Un estudio realizado en 2015 indagó en las razones por las que las personas que tratan de abandonar las redes sociales no logran hacerlo. Los datos de la investigación fueron tomados de un grupo de personas que habían firmado el compromiso de alejarse de Facebook solo por noventa y nueve días. Muchos de los que lograron abandonar el sitio tenían acceso a otra red como Twitter, de modo que simplemente habían desplazado su adicción. Sin embargo, los que se mantuvieron alejados de la redes, presentaron en general un talante más feliz y se mostraron menos interesados en controlar lo que los demás pensaban de ellos, lo que implicaría que la adicción a las redes sociales es en parte una automedicación contra la depresión y una forma de presentar, como haría un comisario en una exposición, la mejor versión de uno mismo a los ojos de los demás. En realidad, estos dos factores pueden estar relacionados entre sí.
Para quienes se preocupan excesivamente por la imagen que transmiten, las notificaciones de las redes sociales hacen el efecto de tentadores señuelos para pinchar en el enlace. La notificaciones encienden los «centros de recompensa» del cerebro, de manera que nos sentimos mal si los indicadores positivos que hemos acumulado en las distintas plataformas no expresan suficiente aprobación.
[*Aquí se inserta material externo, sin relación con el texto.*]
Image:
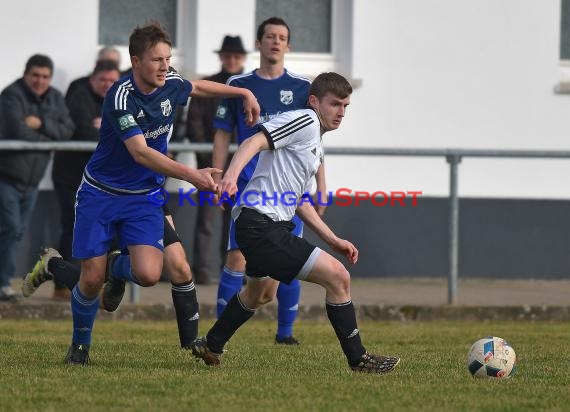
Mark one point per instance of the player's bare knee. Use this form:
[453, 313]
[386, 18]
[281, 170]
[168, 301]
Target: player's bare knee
[147, 277]
[179, 271]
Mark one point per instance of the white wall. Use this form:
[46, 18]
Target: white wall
[435, 73]
[456, 73]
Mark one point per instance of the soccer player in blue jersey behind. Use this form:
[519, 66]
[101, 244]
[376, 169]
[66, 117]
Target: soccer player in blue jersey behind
[127, 169]
[290, 147]
[277, 90]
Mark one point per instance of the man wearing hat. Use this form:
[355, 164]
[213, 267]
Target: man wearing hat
[200, 128]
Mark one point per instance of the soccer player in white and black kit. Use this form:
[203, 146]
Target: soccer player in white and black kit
[291, 151]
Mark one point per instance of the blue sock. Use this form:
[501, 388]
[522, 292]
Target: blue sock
[287, 307]
[230, 284]
[121, 269]
[84, 311]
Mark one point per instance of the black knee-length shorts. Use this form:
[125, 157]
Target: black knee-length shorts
[270, 249]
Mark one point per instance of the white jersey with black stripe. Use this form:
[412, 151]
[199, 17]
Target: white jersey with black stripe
[285, 172]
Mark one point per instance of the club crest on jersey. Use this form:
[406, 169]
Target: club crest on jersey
[286, 96]
[127, 121]
[166, 107]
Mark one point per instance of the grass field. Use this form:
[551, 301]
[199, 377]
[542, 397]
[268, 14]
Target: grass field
[137, 366]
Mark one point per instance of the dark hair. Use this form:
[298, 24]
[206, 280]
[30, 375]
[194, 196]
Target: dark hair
[277, 21]
[105, 66]
[143, 38]
[39, 60]
[330, 82]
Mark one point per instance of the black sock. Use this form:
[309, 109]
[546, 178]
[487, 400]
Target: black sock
[186, 308]
[64, 272]
[343, 321]
[234, 315]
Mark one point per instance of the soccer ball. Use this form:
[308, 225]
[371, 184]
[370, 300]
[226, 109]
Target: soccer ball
[491, 357]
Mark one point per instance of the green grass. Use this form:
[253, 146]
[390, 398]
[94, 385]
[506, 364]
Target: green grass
[137, 366]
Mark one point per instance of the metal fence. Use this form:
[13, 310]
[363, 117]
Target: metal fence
[452, 156]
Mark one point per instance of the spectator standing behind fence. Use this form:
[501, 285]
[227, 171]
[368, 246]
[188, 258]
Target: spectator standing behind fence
[106, 53]
[33, 112]
[84, 103]
[200, 129]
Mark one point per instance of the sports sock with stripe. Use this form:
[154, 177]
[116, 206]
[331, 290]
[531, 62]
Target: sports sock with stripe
[186, 308]
[343, 321]
[121, 269]
[287, 307]
[84, 311]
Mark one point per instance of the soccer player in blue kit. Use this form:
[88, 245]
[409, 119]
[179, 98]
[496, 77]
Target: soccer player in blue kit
[128, 168]
[277, 90]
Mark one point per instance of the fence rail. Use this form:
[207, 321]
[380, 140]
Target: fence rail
[452, 156]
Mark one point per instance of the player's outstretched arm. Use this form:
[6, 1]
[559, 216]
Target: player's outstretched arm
[249, 148]
[206, 88]
[154, 160]
[309, 215]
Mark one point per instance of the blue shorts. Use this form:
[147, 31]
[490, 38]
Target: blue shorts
[232, 243]
[101, 216]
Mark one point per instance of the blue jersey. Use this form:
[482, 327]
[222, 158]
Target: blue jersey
[128, 112]
[288, 92]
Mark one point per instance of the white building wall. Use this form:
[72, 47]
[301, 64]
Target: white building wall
[435, 73]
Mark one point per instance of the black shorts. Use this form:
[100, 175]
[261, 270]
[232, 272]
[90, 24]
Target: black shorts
[270, 249]
[170, 236]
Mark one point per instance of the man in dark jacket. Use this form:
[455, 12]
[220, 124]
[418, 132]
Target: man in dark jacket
[32, 111]
[84, 103]
[200, 129]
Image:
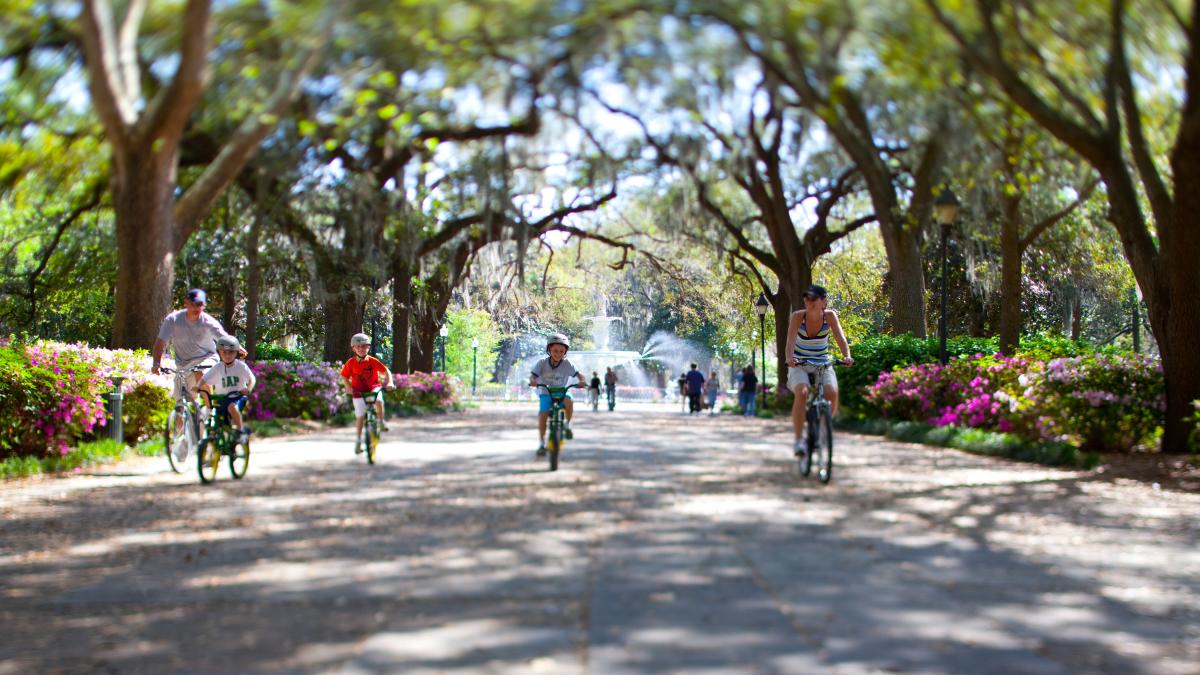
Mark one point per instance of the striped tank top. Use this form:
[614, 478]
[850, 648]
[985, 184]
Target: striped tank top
[813, 348]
El aspecto adictivo de este proceso es semejante al de las máquinas de póker o el de los juegos del teléfono, que nos recuerda lo que el teórico cultural Byung-Chul Han llama la «ludificación del capitalismo». Pero no se trata únicamente de adicción. Debemos calibrar todo lo que escribimos para que sea aceptado socialmente. No solo apuntamos a encajar entre nuestros pares sino que, hasta cierto punto, solo prestamos atención a lo que ellos escriben en la medida en que nos permita escribir alguna réplica, en busca de sumar likes o retweets. Quizás esto, entre otras cosas, sea lo que impulsa la actitud a menudo llamada con sorna «postureo ético» [virtue-signalling], es decir, tratar de mostrar una supuesta superioridad moral, como también lo que da pie a las discusiones feroces, las reacciones exageradas, el amour propre herido y el fanfarroneo que con frecuencia caracterizan a las comunidades de la industria social.
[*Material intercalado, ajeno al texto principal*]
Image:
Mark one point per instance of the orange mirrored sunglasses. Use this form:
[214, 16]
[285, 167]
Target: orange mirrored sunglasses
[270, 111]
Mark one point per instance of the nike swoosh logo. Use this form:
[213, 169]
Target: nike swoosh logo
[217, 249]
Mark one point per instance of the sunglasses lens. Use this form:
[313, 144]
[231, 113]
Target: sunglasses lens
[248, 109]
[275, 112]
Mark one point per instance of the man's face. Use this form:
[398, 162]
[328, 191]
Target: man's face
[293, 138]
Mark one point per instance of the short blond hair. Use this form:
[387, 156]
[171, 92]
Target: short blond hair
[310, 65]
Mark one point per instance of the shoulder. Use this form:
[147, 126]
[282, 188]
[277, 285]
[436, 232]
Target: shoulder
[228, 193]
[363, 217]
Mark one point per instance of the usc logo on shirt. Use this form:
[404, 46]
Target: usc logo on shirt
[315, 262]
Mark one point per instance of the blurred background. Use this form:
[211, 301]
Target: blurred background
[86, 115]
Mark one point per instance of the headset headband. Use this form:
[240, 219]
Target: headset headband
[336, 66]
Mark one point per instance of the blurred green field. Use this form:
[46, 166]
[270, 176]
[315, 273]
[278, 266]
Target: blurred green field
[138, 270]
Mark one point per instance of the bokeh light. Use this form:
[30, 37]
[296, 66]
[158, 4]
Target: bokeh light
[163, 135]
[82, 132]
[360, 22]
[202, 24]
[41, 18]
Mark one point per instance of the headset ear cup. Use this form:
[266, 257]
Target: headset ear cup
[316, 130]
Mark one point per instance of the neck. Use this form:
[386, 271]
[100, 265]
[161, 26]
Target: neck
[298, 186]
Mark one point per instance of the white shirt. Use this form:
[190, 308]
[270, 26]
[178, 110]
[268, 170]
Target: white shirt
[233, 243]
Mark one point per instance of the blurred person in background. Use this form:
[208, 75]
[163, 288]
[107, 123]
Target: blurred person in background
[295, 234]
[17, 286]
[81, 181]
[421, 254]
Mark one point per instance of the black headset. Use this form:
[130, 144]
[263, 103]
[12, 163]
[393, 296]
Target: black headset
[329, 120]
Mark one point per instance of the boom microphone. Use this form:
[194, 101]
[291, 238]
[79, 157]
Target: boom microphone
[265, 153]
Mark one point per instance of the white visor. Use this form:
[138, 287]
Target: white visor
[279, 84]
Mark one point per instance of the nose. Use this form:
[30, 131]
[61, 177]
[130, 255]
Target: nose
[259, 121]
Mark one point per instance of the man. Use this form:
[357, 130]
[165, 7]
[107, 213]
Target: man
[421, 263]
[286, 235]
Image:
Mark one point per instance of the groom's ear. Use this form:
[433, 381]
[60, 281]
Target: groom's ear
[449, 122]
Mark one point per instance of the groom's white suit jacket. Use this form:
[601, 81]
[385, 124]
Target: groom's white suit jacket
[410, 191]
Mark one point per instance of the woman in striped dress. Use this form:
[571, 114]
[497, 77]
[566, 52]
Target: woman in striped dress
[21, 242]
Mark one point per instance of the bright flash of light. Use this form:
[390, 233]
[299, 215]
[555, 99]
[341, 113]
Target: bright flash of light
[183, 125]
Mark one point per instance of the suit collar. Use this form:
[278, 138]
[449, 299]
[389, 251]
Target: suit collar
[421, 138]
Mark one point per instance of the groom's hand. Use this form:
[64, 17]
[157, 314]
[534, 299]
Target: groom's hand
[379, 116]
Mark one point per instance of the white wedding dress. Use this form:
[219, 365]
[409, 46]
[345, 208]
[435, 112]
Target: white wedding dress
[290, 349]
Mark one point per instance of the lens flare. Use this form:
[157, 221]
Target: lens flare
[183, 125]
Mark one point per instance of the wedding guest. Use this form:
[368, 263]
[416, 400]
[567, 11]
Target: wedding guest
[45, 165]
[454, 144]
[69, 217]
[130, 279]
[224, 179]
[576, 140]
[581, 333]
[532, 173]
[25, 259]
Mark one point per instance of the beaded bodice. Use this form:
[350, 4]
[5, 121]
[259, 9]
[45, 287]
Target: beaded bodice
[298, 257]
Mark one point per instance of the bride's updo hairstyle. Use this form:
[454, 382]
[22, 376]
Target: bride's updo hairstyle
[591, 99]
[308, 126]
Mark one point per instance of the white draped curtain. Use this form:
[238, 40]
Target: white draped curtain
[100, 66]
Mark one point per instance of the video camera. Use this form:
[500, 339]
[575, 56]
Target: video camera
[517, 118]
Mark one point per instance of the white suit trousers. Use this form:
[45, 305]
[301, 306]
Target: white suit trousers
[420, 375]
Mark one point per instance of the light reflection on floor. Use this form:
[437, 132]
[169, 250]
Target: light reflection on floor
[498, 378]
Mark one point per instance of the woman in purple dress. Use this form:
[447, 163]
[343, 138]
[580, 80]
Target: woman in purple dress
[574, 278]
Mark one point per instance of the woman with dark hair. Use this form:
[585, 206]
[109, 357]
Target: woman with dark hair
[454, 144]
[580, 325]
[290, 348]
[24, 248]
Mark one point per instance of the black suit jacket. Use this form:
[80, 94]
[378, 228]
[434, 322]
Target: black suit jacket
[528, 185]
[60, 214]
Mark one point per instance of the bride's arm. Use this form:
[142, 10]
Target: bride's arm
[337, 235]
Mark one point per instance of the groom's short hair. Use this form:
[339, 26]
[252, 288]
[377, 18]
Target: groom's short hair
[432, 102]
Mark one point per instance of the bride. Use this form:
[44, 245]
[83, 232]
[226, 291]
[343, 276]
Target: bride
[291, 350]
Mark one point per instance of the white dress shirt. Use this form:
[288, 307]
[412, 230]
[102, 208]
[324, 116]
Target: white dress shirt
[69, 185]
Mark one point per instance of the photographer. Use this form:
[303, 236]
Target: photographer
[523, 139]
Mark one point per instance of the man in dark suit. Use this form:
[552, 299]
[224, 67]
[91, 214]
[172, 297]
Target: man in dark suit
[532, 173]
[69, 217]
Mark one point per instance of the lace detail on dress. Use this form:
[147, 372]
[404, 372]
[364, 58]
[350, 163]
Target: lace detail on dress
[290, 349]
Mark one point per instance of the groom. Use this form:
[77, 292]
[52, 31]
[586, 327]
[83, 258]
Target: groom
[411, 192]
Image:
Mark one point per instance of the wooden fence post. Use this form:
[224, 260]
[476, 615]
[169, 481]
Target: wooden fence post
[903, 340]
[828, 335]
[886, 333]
Sin embargo, no somos las ratas de Skinner. Ni siquiera las ratas de Skinner eran ratas de Skinner: solo las ratas que estaban es aislamiento, fuera de su hábitat sociable normal mostraban los patrones de conducta adictiva registrados en la caja de Skinner. En el caso de los seres humanos, las adicciones tienen una significación subjetiva como la tiene la depresión. El estudio de las redes sociales de Marcus Gilroy-Ware sugiere que lo que nos ofrecen las nuevas publicaciones en la página de inicio es estimulación hedónica, varios estados de ánimos y fuentes de excitación –desde el porno violento hasta la pornografía alimentaria o el porno a secas– que nos permiten dirigir nuestras emociones. Pero, aparte de esto, también es verdad que podemos llegar a apegarnos a las miserias de la vida online, un estado de ira y antagonismo perpetuos. En cierto modo, nuestro avatar online se asemeja a un «diente virtual» en el sentido descrito por el artista surrealista alemán Hans Bellmer. Cuando sentimos la punzada de un dolor de dientes, un reflejo común es cerrar el puño con tanta fuerza que las uñas se clavan en la piel. Esta reacción «confunde» y «divide en dos» el dolor al crear un «centro virtual de inervación», un diente virtual que parece apartar la sangre y la energía nerviosa del centro real de dolor.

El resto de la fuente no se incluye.